The launch of the global Fiesta subcompact in the U.S. is the product event of the year for Ford, and so company executives were happy to announce this week that the party around the car already has begun. Ford introduced the spritely subcompact earlier this summer following a year-long “Fiesta Movement” on social media ahead of the launch — a social marketing push that has become a model for buzz-building.[more]
After a huge push for its American debut via social media (and on American Idol), Ford’s “Fiesta Movement” set in motion teams of viral “agents” to spread the word by designing clothes, creating wall art, directing short films and even teaming up with local bands in communities across the country.
The viral campaign generated nearly a half-million YouTube views of agent postings, more than 70,000 Flickr views, and more than 10.7 million Twitter impressions.

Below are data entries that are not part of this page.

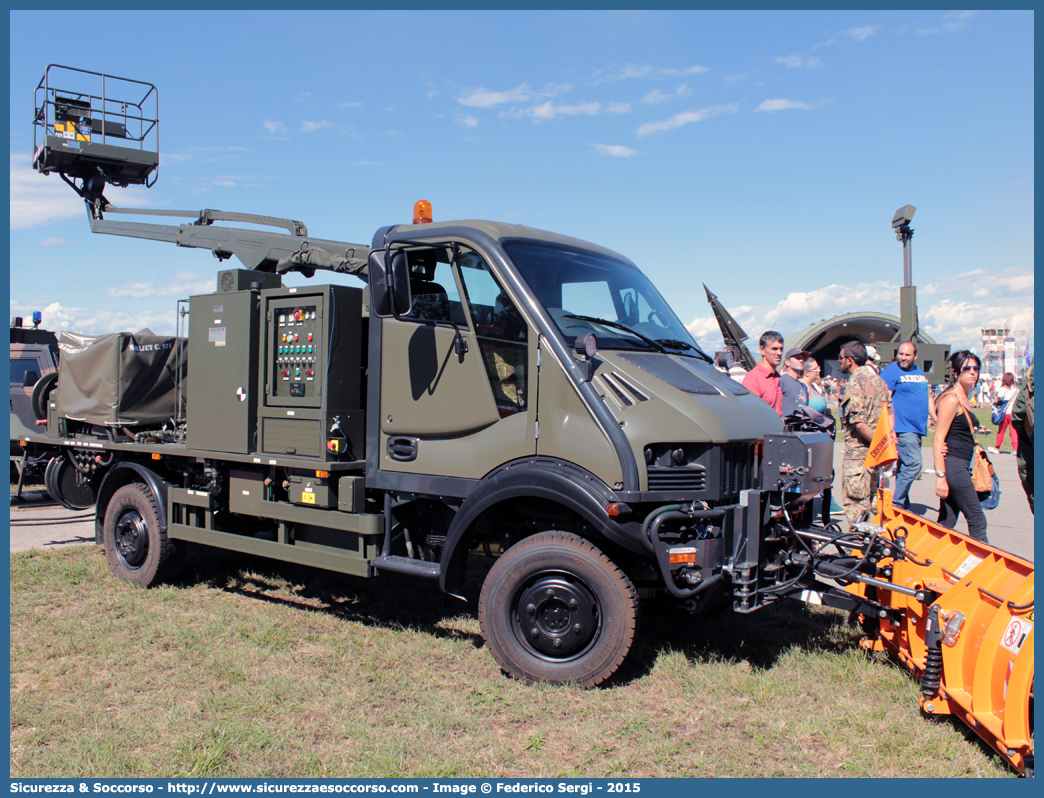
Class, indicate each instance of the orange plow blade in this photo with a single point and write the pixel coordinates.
(971, 643)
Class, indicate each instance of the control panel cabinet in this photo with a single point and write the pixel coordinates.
(311, 381)
(221, 391)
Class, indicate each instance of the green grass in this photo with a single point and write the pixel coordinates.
(276, 671)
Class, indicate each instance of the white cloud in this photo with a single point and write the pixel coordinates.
(549, 110)
(951, 309)
(862, 32)
(687, 117)
(656, 96)
(309, 126)
(645, 70)
(782, 104)
(956, 21)
(90, 322)
(484, 98)
(797, 62)
(40, 200)
(182, 284)
(616, 150)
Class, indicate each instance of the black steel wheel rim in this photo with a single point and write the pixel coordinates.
(556, 616)
(132, 538)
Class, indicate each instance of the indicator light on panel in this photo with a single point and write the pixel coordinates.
(685, 555)
(422, 212)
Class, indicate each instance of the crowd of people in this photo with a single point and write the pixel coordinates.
(793, 379)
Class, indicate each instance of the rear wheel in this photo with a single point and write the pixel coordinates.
(555, 609)
(136, 545)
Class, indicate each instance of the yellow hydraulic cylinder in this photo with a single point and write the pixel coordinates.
(971, 644)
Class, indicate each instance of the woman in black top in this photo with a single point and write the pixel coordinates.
(954, 445)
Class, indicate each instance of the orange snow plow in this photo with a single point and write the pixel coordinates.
(964, 626)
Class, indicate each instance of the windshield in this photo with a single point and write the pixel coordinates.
(582, 288)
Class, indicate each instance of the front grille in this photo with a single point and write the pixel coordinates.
(681, 478)
(740, 467)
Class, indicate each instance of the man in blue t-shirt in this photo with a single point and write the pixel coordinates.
(912, 404)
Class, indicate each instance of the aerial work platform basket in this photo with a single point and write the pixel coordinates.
(88, 124)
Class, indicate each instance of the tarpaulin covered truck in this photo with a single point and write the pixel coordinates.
(493, 389)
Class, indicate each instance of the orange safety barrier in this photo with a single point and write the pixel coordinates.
(972, 647)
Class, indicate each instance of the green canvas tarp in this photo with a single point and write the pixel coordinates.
(121, 379)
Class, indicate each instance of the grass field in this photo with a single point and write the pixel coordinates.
(275, 671)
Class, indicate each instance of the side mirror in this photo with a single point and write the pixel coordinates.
(389, 283)
(380, 297)
(402, 299)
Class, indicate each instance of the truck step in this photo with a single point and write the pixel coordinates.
(406, 565)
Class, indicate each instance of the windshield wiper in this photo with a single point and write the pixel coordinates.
(617, 326)
(674, 344)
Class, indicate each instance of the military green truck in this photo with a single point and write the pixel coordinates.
(489, 389)
(33, 373)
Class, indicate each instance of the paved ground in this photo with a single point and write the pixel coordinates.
(1011, 525)
(39, 524)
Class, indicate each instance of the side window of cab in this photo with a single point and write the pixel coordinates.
(502, 333)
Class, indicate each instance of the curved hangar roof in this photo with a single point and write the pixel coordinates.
(824, 339)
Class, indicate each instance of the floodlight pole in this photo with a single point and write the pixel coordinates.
(907, 295)
(904, 233)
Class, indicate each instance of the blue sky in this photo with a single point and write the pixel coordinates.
(761, 153)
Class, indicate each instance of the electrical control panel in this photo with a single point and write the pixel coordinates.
(312, 373)
(298, 352)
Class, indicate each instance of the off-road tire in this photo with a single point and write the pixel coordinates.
(137, 547)
(553, 608)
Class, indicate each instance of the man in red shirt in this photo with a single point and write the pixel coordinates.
(763, 379)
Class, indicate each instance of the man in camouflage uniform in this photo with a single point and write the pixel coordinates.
(865, 397)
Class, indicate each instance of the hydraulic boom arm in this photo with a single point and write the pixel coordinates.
(258, 250)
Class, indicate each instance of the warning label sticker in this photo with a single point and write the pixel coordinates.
(967, 565)
(1015, 634)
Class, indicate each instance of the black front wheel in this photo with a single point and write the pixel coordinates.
(555, 609)
(137, 546)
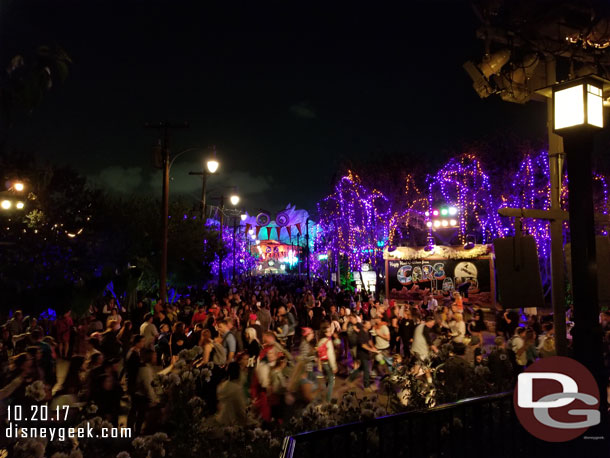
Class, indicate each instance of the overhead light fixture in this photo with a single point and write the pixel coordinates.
(470, 242)
(480, 74)
(213, 165)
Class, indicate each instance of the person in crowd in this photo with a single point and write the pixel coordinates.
(125, 335)
(15, 324)
(145, 396)
(457, 328)
(231, 399)
(148, 330)
(228, 340)
(327, 359)
(364, 351)
(519, 349)
(499, 363)
(177, 341)
(63, 326)
(423, 346)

Fiesta Movement clearly created momentum that helped Ford’s marketing when the car actually began hitting showrooms in June. So far, Ford has delivered about 3,000 Fiestas, said Ken Czubay, Ford’s vice president of U.S. sales, and “we’re very pleased with our progress.”

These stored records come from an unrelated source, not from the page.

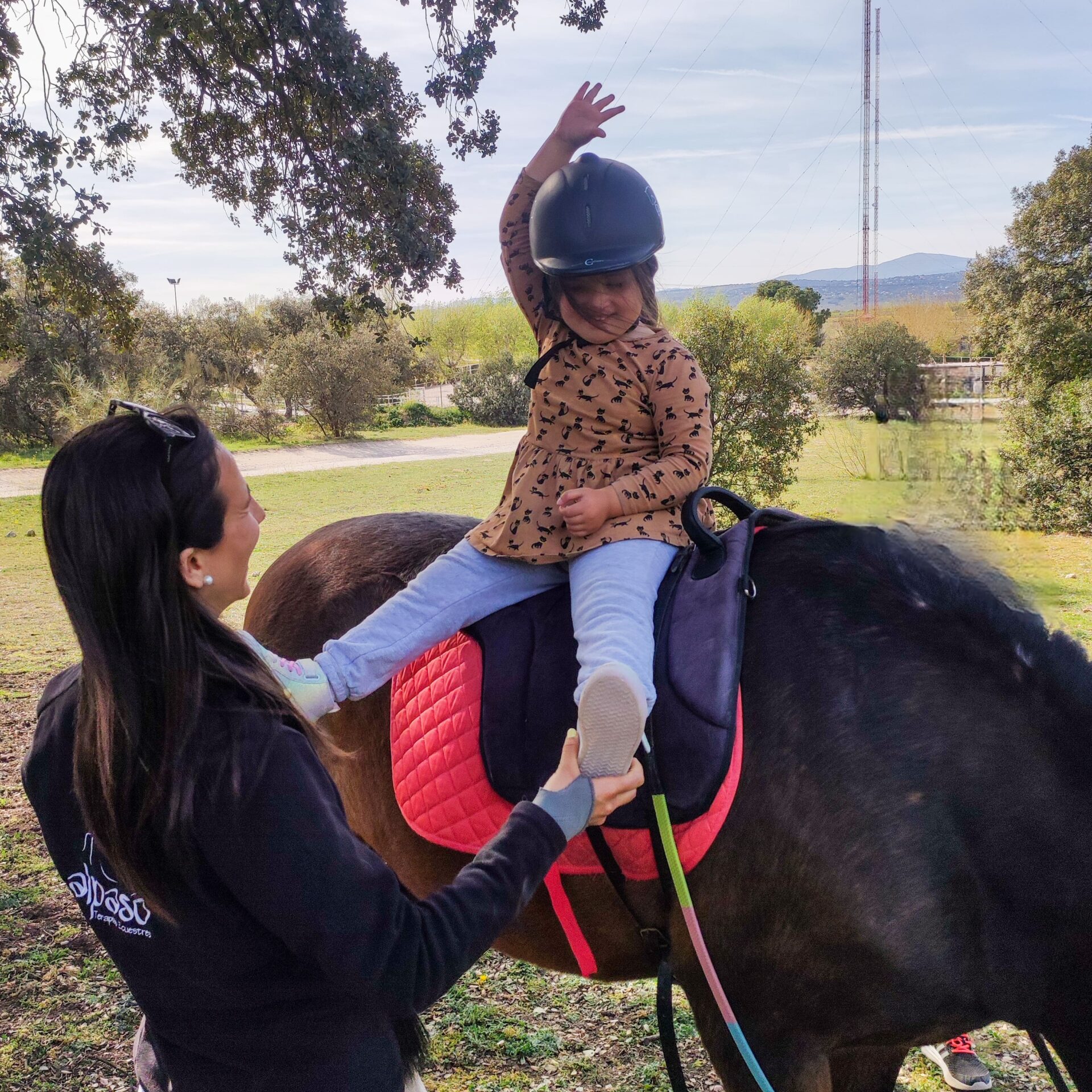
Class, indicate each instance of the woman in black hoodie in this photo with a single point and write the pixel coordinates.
(184, 802)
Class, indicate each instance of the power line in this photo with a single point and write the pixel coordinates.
(754, 226)
(764, 147)
(812, 178)
(687, 72)
(671, 19)
(849, 235)
(815, 220)
(945, 93)
(946, 180)
(890, 59)
(626, 43)
(602, 38)
(1056, 39)
(898, 208)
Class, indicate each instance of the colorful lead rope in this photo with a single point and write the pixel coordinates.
(682, 892)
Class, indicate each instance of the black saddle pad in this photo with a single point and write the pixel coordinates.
(530, 672)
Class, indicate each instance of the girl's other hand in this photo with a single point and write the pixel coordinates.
(584, 118)
(586, 510)
(611, 793)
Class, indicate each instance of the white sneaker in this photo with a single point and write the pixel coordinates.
(960, 1066)
(611, 720)
(303, 681)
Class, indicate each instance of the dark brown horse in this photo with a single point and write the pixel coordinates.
(910, 853)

Three additional factors contributed to Ford’s enthusiasm about the early returns on Fiesta, Czubay told automotive journalists on Tuesday in Ford’s conference call about July sales.
First, Fiesta is selling well in Southern California, a “very competitive small-car market” where imports historically have held sway in the segment. Second, Czubay said, Fiesta is enjoying “a greater percentage of 35-and-under” buyers than many of its competitors. That’s largely where Ford’s strong social-media campaign has kicked in. Few of its target customers for Fiesta were even born when the first version of Fiesta hit the market in the Seventies.
Third, he noted, the mix of sales of variously equipped versions of Fiesta “has been even stronger than we’d planned.” About 40 percent of sales have been highly loaded versions of the car, and 62 percent are hatchbacks. “That’s a segment where people didn’t know if [loaded models] would sell in the U.S.,” he said.
The Fiesta Movement is now in phase 2 — and if this keeps up, Ford will be partying over the Fiesta for years.